One of my colleagues pointed out to me this week that I have not yet commented much on the topic of Cloud computing.  I have to be honest – it could be because I have a bit of an eye-rolling reaction to “the Cloud.”

Value behind the marketing hype

I do think there is a great deal of client value in the agility and cost efficiency of implementing an IT environment that takes advantages of “Cloud technologies” – public and/or private.  My eye-rolling is provoked by the marketing hype use of Cloud as a buzzword.
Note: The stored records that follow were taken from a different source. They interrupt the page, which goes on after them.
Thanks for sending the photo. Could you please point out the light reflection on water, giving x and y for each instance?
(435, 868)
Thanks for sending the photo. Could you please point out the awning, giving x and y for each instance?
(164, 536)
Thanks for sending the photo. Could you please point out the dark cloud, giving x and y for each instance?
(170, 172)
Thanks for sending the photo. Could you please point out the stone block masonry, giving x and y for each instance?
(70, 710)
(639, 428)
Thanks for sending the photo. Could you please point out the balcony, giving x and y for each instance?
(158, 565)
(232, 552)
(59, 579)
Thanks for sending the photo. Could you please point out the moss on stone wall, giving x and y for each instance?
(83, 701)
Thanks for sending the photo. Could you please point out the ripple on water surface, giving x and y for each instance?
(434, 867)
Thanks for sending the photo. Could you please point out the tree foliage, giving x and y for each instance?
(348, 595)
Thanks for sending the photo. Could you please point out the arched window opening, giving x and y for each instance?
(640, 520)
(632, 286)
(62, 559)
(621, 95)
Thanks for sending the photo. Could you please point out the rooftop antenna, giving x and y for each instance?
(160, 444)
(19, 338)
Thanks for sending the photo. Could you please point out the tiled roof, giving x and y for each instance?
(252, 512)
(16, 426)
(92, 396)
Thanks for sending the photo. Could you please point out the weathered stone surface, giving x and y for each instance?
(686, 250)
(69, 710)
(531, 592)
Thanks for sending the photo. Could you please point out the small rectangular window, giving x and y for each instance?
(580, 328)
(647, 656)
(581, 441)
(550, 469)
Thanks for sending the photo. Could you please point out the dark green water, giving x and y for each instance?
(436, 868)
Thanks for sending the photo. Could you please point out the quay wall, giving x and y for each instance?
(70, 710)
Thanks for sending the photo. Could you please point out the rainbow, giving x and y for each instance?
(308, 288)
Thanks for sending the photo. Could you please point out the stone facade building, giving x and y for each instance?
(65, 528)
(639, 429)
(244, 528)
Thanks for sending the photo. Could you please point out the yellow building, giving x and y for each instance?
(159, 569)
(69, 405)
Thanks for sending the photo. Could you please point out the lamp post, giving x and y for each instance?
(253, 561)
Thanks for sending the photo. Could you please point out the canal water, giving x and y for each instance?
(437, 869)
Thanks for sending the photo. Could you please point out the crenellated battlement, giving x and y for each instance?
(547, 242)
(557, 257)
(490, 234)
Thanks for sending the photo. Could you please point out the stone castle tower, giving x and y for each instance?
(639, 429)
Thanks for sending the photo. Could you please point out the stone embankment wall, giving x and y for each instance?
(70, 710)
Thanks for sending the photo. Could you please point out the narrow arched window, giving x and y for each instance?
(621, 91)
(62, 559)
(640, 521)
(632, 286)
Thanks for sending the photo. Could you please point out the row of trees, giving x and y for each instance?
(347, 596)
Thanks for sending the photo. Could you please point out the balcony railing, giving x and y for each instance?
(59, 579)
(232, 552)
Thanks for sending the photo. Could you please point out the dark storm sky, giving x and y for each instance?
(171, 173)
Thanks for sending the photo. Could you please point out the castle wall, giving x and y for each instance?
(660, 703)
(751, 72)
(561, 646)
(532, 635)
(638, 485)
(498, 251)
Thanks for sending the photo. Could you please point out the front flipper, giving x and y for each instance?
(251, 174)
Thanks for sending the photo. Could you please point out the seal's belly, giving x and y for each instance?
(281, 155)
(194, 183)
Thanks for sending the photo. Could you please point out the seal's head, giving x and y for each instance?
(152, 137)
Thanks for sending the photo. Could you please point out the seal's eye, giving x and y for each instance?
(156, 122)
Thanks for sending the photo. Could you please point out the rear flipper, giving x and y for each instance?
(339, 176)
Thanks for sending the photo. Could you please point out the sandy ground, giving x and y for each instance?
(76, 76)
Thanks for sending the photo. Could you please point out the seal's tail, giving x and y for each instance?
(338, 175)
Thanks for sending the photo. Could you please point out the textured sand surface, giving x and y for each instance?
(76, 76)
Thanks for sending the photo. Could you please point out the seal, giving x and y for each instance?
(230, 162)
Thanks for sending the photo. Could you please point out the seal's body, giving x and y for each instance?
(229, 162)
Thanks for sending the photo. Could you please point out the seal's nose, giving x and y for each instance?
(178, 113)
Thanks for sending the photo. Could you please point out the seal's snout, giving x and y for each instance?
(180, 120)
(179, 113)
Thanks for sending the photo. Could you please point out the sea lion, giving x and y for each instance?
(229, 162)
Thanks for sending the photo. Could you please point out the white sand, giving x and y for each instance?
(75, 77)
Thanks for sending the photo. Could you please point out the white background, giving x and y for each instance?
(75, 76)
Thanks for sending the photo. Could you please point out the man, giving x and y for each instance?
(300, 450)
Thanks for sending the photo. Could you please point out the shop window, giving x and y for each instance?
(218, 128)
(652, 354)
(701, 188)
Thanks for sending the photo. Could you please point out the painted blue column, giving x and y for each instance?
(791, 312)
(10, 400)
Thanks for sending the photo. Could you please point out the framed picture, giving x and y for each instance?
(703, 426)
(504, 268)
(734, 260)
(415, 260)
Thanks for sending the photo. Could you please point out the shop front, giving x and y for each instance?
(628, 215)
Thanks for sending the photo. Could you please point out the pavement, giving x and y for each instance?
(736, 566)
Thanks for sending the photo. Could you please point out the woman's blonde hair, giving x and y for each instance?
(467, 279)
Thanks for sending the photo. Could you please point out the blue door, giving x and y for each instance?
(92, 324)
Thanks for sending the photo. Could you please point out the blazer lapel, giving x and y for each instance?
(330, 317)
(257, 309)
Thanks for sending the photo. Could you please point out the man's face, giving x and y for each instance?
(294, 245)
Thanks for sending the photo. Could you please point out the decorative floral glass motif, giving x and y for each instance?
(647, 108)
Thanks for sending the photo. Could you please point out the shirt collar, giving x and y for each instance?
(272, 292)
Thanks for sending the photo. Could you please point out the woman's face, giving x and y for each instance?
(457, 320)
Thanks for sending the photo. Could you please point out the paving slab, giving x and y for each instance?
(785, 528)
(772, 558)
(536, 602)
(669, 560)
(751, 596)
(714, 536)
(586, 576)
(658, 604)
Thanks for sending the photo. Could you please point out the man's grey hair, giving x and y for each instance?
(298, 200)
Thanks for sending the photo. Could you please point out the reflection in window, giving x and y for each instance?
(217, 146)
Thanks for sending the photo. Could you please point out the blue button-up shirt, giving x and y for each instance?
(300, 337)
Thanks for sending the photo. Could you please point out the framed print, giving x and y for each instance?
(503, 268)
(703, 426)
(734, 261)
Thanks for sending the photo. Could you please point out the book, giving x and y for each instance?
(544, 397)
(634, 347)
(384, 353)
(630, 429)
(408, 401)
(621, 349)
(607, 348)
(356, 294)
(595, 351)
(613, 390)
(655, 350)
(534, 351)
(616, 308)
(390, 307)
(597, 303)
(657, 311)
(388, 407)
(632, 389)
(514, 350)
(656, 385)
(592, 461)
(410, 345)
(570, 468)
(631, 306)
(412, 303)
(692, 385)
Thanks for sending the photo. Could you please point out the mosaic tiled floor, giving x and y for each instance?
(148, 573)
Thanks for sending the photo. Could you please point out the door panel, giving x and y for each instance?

For example, Microsoft’s “To the Cloud” TV commercials.  These showcase what I have for many years called an Internet app.   It reminds me of when an IBM distinguished engineer explained Enterprise Java Beans to me years ago and I said “OK, it a data structure – I learned about those in high school.”   Then a few years later he educated me on Web Services  – “Again,  I learned about remote procedure calls in high school.”   His response both times was along the lines of – “basically they are the same concepts – but this is a new evolution that merges in important advances in technology standards.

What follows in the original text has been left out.